A realidade da vida humana sempre mescla o bem e o mal, o trigo e o joio, a boa e a má erva. Todos gostaríamos que as coisas fossem de outra maneira, mas em nosso interior sentimos cruamente o trigo e joio, quando gostaríamos ser um bom campo de trigo, antecipando um pão abundante.
A parábola do joio e do trigo revela a tendência humana em realizar os ideais deperfeição e distanciar-se cada vez mais de sua condição de criatura. O ideal de ser“puro” e “justo”, sem imperfeição ou fraqueza. Isso nos levaria ao rigorismo e à violência contra nossas próprias limitações.
Aquele que, a qualquer preço, deseja ser “perfeito”, em seu campo não irá crescer senão um trigo raquítico. Nas nossas raízes o joio está intimamente misturado com o trigo. Quando alguém não admite em si nenhuma falha, com suas paixões ele arranca também a própria vitalidade, com a fraqueza ele destrói também a própria força. Muitos perfeccionistas e idealistas se fixam de tal maneira sobre o joio em seu interior que só pensam em eliminar as falhas, de tal modo que a vida mesma fica prejudicada. De tão perfeitos, eles ficam sem força, sem paixão, sem coração.
Uma espiritualidade “perfeccionista” leva a um rigorismo moral, contra o qual parece dirigir-se a parábola deste domingo. Humanizar é reconciliar-se com a própriasombra.
Muitas vezes vivemos apenas um polo e recalcamos o outro. Enquanto este permanecer nas sombras terá um efeito destrutivo. Muitos ficam chocados quando, apesar de todo esforço para serem pessoas amáveis e gentis, descobrem em si lados insensíveis, antipáticos e ofensivos.
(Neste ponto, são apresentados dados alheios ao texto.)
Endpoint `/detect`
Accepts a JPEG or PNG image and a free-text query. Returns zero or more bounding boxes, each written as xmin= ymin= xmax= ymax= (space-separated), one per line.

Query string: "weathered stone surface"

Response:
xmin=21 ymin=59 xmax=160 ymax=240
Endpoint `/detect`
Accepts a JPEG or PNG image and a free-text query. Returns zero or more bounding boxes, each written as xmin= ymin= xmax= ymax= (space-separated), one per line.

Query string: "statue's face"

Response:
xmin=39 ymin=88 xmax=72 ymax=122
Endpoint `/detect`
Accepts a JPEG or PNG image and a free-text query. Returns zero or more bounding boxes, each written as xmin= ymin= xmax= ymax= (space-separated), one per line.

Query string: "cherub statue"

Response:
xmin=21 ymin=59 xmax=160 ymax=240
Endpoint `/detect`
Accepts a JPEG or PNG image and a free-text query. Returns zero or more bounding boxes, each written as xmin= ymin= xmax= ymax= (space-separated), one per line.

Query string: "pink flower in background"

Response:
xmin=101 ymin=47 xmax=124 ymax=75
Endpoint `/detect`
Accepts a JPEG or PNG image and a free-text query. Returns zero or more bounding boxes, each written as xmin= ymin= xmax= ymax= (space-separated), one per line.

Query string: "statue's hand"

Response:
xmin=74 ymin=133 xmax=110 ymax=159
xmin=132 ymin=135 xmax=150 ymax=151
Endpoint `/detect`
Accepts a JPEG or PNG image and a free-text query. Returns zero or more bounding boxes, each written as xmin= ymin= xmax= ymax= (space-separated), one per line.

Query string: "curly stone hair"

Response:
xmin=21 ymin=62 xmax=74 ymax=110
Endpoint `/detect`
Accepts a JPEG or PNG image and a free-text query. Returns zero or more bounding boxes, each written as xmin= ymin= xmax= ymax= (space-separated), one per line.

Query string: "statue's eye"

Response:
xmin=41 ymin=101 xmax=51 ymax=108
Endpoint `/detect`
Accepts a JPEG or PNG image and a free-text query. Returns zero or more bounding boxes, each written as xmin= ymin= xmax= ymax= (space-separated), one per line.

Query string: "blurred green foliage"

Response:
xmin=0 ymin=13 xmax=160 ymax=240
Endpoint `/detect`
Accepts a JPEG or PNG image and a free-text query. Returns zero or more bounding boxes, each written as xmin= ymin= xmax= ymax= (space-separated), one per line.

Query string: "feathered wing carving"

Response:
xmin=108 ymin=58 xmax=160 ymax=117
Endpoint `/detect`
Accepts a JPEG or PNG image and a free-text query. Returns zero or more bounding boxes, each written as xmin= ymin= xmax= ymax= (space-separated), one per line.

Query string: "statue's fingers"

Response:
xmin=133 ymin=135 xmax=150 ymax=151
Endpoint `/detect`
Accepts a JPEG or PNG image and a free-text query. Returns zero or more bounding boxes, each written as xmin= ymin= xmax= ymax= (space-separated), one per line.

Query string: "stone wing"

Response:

Outro aspecto que aparece na parábola é querer logo arrancar o joio. Não toleram que o bem e o mal estejam misturados. Esta tendência costuma desembocar na intolerância e no fanatismo.
Enquanto vivermos, o joio crescerá no campo do nosso interior. Conviver com isso nos faz mais humildes e nos protege de uma dureza falsa em relação a nós mesmos e aos outros.
Jesus não nos pede que sejamos só trigo – essa é a armadilha de toda espiritualidade farisaica - , mas que aceitemos nossa verdade completa e nos reconciliemos também com o “nosso lado obscuro”
Há muitas pessoas que, não só se sentem capacitadas senão que, além disso, estão empenhadas em arrancar o quanto antes o que elas pensam que é a erva má. São os intolerantes. Não respeitam o pluralismo, nem a diversidade. Exigem que todos lhes respeite, mas eles se consideram com direito a não respeitar o dissidente, o diferente ou simplesmente o outro.
O Senhor não tolera que ninguém se constitua em juiz e que, como consequência, vai pela vida arrancando tudo o que a ele lhe parece joio. Porque pode equivocar-se. A religião não tem nem autoridade nem competência para decidir o que é joio na sociedade. Somente o Senhor pode saber quem é trigo e quem é joio.
Sejamos tolerantes e respeitosos. Não julguemos, não condenemos e deixemos a Deus ser Deus. Nós não somos “deuses”.
O caminho do seguimento de Jesus não visa nos transformar em pessoas perfeitas e impecáveis. Antes, deseja encorajar-nos a conviver com nosso lado sombrio. O seguimento de Jesus, portanto, não é combate visando eliminar o joio, mas abrir espaço para que o Semeador atue com sua Graça.